I am trying to optimize a model with the following two loss functions
def loss_1(pred, weights, logits):
weighted_sparse_ce = kls.SparseCategoricalCrossentropy(from_logits=True)
policy_loss = weighted_sparse_ce(pred, logits, sample_weight=advantages)
and
def loss_2(y_pred, y):
return kls.mean_squared_error(y_pred, y)
however, because TensorFlow 2 expects loss function to be of the form
def fn(y_pred, y_true):
...
I am using a work-around for loss_1
where I pack pred
and weights
into a single tensor before passing to loss_1
in the call to model.fit
and then unpack them in loss_1
. This is inelegant and nasty because pred
and weights
are of different data types and so this requires an additional cast, pack, un-pack and un-cast each time I call model.fit
.
Furthermore, I am aware of the sample_weight
argument to fit
, which is kind of like the solution to this question. This might be a workable solution were it not for the fact that I am using two loss functions and I only want the sample_weight
applied to one of them. Also, even if this were a solution, would it not be generalizable to other types of custom loss functions.
All that being said, my question, said concisely, is:
What is the best way to create a loss function with an arbitrary number of
arguments in TensorFlow 2?
Another thing I have tried is passing a tf.tuple
but that also seems to violate TensorFlow's desires for a loss function input.
This problem can be easily solved using custom training in TF2. You need only compute your two-component loss function within a GradientTape
context and then call an optimizer with the produced gradients. For example, you could create a function custom_loss
which computes both losses given the arguments to each:
def custom_loss(model, loss1_args, loss2_args):
# model: tf.model.Keras
# loss1_args: arguments to loss_1, as tuple.
# loss2_args: arguments to loss_2, as tuple.
with tf.GradientTape() as tape:
l1_value = loss_1(*loss1_args)
l2_value = loss_2(*loss2_args)
loss_value = [l1_value, l2_value]
return loss_value, tape.gradient(loss_value, model.trainable_variables)
# In training loop:
loss_values, grads = custom_loss(model, loss1_args, loss2_args)
optimizer.apply_gradients(zip(grads, model.trainable_variables))
In this way, each loss function can take an arbitrary number of eager tensors, regardless of whether they are inputs or outputs to the model.
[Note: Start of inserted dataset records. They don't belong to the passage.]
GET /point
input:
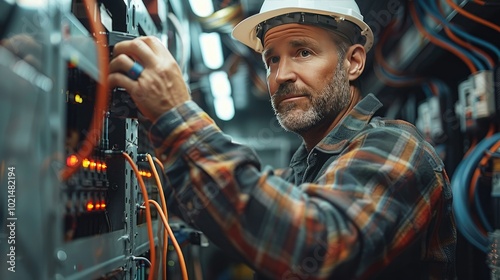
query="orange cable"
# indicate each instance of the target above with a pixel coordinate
(102, 93)
(159, 163)
(164, 207)
(475, 178)
(473, 17)
(441, 44)
(148, 214)
(468, 45)
(459, 41)
(174, 241)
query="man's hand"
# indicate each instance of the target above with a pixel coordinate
(160, 87)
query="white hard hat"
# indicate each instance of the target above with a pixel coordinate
(342, 16)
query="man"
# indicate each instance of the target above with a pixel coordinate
(364, 198)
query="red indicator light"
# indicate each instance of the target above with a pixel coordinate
(86, 163)
(72, 160)
(90, 206)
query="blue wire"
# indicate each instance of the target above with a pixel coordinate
(460, 180)
(435, 11)
(443, 39)
(427, 90)
(480, 212)
(394, 77)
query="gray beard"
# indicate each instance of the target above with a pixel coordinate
(325, 104)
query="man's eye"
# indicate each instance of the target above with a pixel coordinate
(273, 59)
(305, 53)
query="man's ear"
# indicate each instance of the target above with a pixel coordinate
(355, 58)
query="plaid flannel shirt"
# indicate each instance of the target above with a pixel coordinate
(371, 201)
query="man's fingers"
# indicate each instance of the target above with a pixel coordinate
(120, 80)
(138, 50)
(121, 63)
(155, 44)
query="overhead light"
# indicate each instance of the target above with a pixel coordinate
(219, 84)
(224, 108)
(211, 50)
(202, 8)
(221, 91)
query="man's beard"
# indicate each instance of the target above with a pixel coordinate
(325, 104)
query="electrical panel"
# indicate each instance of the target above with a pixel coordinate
(92, 224)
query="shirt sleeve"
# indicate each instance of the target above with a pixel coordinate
(357, 216)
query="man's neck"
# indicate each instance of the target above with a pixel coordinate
(314, 136)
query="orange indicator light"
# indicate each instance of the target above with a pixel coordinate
(72, 160)
(90, 206)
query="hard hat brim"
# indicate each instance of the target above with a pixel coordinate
(245, 31)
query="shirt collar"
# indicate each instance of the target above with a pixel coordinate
(356, 120)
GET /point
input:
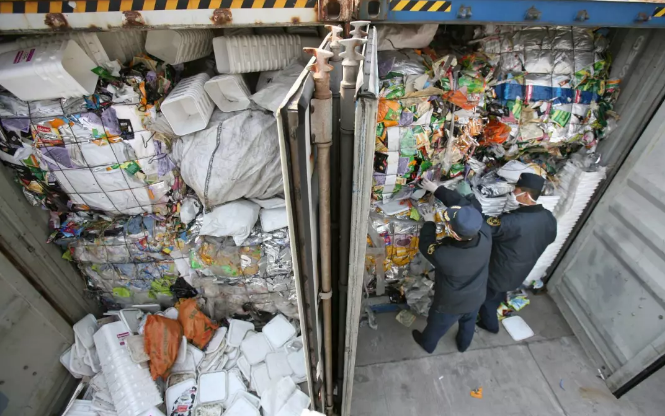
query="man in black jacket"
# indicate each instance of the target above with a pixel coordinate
(461, 267)
(518, 240)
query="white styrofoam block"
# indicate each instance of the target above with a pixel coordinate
(278, 331)
(255, 348)
(213, 387)
(517, 328)
(278, 365)
(237, 331)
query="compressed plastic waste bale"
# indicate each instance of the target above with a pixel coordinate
(197, 327)
(162, 341)
(237, 156)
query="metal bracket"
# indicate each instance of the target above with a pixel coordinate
(532, 14)
(464, 12)
(582, 16)
(642, 17)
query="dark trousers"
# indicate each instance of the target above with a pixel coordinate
(438, 323)
(488, 317)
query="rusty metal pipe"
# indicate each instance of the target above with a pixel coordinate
(321, 121)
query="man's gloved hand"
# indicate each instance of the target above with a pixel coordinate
(428, 185)
(427, 212)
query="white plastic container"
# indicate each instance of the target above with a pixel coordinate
(53, 70)
(178, 46)
(228, 92)
(188, 108)
(242, 54)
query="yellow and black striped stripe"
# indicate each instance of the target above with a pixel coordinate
(420, 6)
(91, 6)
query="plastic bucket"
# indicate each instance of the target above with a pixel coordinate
(188, 108)
(53, 70)
(228, 92)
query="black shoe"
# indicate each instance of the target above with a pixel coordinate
(460, 347)
(481, 325)
(418, 337)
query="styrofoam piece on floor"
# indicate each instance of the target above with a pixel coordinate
(66, 359)
(85, 329)
(228, 92)
(48, 71)
(188, 108)
(132, 318)
(233, 353)
(149, 307)
(175, 378)
(235, 386)
(210, 362)
(98, 382)
(216, 341)
(171, 313)
(232, 363)
(278, 365)
(131, 387)
(237, 331)
(178, 46)
(276, 395)
(136, 346)
(294, 406)
(209, 409)
(242, 407)
(517, 328)
(260, 378)
(278, 331)
(296, 358)
(152, 412)
(81, 408)
(244, 367)
(77, 364)
(182, 351)
(213, 387)
(255, 401)
(255, 348)
(242, 54)
(175, 391)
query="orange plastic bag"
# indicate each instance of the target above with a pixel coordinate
(495, 132)
(389, 112)
(460, 99)
(198, 327)
(162, 340)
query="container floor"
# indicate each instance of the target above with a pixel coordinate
(548, 374)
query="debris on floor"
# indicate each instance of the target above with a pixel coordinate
(406, 318)
(477, 393)
(240, 370)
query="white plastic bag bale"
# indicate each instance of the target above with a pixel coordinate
(234, 219)
(237, 156)
(393, 37)
(273, 219)
(273, 86)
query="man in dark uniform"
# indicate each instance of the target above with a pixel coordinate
(518, 240)
(461, 265)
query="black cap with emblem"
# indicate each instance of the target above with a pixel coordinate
(531, 181)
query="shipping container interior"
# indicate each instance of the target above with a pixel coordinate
(606, 83)
(150, 162)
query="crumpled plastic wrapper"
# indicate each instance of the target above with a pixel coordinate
(418, 292)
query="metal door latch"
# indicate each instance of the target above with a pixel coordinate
(532, 14)
(464, 12)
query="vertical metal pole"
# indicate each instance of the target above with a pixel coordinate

The sets of arguments to each loss function need not be disjoint as shown in this example.
In tf 1.x we have tf.nn.weighted_cross_entropy_with_logits
function which allows us trade off recall and precision by adding extra positive weights for each class. In multi-label classification, it should be a (N,) tensor or numpy array. However, in tf 2.0, I haven't found similar loss functions yet, so I wrote my own loss function with extra arguments pos_w_arr
.
from tensorflow.keras.backend import epsilon
def pos_w_loss(pos_w_arr):
"""
Define positive weighted loss function
"""
def fn(y_true, y_pred):
_epsilon = tf.convert_to_tensor(epsilon(), dtype=y_pred.dtype.base_dtype)
_y_pred = tf.clip_by_value(y_pred, _epsilon, 1. - _epsilon)
cost = tf.multiply(tf.multiply(y_true, tf.math.log(
_y_pred)), pos_w_arr)+tf.multiply((1-y_true), tf.math.log(1-_y_pred))
return -tf.reduce_mean(cost)
return fn
Not sure what do you mean it wouldn't work when using eager tensors or numpy array as inputs though. Please correct me if I'm wrong.